Sarah blinked. “Has it really been that many?”
“It has. Once on the trip from Aberdeen to Croyden, once at the UNIT holiday party that same year, once on that training out in the Orkneys - Corporal Miller still makes fun of me for that, I’ll have you know - New Years’ at that Brigadier’s the year after that...”
“I still say it was absurd of you to go down on your knee right there.”
“How was I to know Alice meant to open the curtains to the balcony at midnight?”
“Everyone in the garden could see you, even if she hadn’t.”
“Hmph. Yes, well. I wasn’t thinking of that just then.”
“You were drunk is what you were, Harry Sullivan. Don’t think I didn’t smell the whiskey on your breath.”
“That was entirely the Brigadier’s fault. He thought I needed loosening up.”
“And you fought him tooth and claw all the way, I’m sure, while he plied you with his best old whiskey.” Sarah laughed and shook her head at him. “You’re a lovely man, Harry, but you don’t really mean all of this. You’re just being a gentleman, like you always have.”
“I do, though! I mean it. Sarah...” Harry looked around, then stepped in close to her, lowering his voice. “I love you. I’ve loved you... oh, probably since the day you and the Doctor kidnapped me and we ended up on that strange ark ship with the giant bugs that wanted to eat all of us.”

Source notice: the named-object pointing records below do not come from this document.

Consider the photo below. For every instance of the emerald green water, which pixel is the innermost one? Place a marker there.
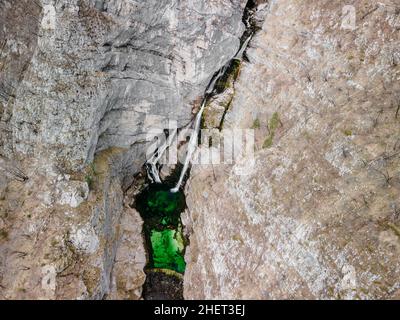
(160, 210)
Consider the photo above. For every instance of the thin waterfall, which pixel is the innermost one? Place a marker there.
(194, 137)
(239, 55)
(152, 162)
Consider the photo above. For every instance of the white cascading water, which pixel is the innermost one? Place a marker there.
(153, 172)
(152, 162)
(239, 55)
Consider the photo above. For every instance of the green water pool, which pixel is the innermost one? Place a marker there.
(160, 210)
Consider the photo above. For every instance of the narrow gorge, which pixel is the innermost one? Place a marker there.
(106, 107)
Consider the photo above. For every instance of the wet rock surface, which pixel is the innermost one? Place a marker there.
(162, 286)
(316, 214)
(89, 78)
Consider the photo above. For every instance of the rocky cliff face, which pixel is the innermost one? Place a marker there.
(317, 215)
(81, 84)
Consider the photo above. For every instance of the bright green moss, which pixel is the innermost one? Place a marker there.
(160, 210)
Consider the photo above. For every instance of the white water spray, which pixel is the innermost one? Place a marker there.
(152, 162)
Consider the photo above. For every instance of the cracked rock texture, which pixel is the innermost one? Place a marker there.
(317, 215)
(81, 83)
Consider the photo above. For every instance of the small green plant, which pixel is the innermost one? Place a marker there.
(273, 124)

“You’d only just met me that day.”
“I know. Which is why I’d understand if you’d pushed me off if I’d asked you to marry me back then, or any of those days when we were gallivanting all over the universe. You had other things on your mind back then, anyway.”
“The Doctor,” Sarah agreed softly.
“You weren’t un-fond of him either, you know.”
“No, I wasn’t,” Harry admitted - a lot more easily than Sarah had expected, actually. Had he loosened up in the years since then, or had she just never noticed how relaxed he really was underneath all that stuffiness? “And that made it easier, a bit. I didn’t want to get between you, if that was going to happen, but it didn’t. At least, if it did, I never...”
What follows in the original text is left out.